In 1992 while traveling on a family vacation through the southwest we stopped for an overnight stay in Page, Arizona. One store had some pictures of a slot canyon with beams of sunlight shining down. This time people were willing to tell me that the location was Antelope Canyon, a narrow slot canyon, located just a few miles outside of town. The canyon is on Navajo land and guides are required for your visit. I was able to reach a guide by phone and scheduled to be picked up the next morning for a three hour tour.
Walking into Antelope Canyon was like entering another world. The beautiful sandstone walls came alive at midday, when shafts of sunlight reach the canyon floor. Sun light bouncing off the sandy floor illuminated the canyon walls in very interesting ways. To get the beams of sunlight to standout, I threw a handful of sand into the air just before taking this picture.
This next photography, By FAITH, shows the same light beams from the opposite direction.
This image makes me think about Daniel in the den of lions. I 'see' a lion's head and mane on the right-hand side canyon wall. The sunlight hitting the wall is the lion's eye.
I have visited Antelope Canyon only once, but it was a memorable day. The canyon is very narrow and dark. However, when the sun is overhead, beams of light illuminate the sandy floor and rock walls. Again I threw sand in the air just before taking the photograph. In a few minutes I took five photographs of this scene without moving the tripod or camera. This image is a combination of the first and last exposures, revealing the best light beams and canyon wall detail.
Unsearchable is a view looking straight up. I don't think I had been influenced by any specific compositions of other photographer's work in Antelope Canyon when I made my images on June 28, 1992. However, Unsearchable, is very similar to Bruce Barnbaum's black and white image "Circular Chimney, Antelope Canyon" which he made on January 2, 1980.
The dust illuminated by the sunlight reminds me that God created Adam out of the dust of the ground. When God calls us out of darkness into his marvelous light, we are able to proclaim His excellence.

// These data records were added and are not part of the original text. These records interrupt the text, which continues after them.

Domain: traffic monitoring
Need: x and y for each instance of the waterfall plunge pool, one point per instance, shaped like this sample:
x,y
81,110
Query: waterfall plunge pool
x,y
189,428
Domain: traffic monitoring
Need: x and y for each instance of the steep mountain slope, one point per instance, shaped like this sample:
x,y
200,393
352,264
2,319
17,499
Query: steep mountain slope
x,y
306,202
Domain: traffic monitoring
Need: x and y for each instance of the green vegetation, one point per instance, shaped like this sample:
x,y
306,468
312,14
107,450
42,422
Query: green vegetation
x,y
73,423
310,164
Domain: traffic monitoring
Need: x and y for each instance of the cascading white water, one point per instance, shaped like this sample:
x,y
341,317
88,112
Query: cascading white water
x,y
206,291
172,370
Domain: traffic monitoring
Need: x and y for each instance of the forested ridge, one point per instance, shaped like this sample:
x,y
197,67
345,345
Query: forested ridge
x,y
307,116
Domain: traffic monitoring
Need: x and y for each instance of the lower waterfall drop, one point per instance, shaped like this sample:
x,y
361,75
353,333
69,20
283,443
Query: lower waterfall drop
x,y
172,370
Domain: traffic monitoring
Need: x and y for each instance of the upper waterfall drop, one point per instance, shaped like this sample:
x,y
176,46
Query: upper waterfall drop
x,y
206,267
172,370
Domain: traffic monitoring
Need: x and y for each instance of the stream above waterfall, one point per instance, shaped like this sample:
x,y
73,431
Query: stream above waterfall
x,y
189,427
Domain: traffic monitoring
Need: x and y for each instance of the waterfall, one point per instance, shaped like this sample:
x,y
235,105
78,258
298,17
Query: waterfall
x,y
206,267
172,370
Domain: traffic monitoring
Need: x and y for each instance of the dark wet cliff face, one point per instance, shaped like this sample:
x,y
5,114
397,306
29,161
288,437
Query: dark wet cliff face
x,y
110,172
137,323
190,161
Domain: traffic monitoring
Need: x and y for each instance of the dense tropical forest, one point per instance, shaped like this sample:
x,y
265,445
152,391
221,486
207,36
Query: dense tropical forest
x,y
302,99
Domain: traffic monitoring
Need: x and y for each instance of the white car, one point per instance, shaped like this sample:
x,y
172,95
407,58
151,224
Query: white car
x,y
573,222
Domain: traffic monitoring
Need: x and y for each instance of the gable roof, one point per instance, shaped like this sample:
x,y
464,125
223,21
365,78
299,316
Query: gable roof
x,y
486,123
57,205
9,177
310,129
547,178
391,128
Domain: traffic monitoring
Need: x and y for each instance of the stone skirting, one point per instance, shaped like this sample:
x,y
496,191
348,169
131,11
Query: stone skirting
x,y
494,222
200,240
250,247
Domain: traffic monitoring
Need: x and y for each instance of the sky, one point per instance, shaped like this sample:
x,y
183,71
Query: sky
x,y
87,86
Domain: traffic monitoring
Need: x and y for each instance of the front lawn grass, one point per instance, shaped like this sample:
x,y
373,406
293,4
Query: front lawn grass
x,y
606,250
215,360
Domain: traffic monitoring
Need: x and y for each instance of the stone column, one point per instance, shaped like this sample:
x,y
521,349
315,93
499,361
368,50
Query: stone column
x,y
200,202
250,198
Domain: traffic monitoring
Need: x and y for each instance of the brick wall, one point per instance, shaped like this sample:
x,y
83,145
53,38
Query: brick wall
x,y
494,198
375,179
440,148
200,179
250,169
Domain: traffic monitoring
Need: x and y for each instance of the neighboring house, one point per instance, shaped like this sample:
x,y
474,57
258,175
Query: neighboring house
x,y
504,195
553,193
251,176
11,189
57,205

The first photograph, LIGHT of LIFE, was published in the February 1994 issue of Outside Magazine in the Exposure section, with the following description: David Dix tossed a handful of Antelope Canyon sand into the air and shot as the Arizona midday light filtered through. "After two hours I thought I'd exhausted the possibilities," says Dix. "Then the sun moved overhead and changed everything."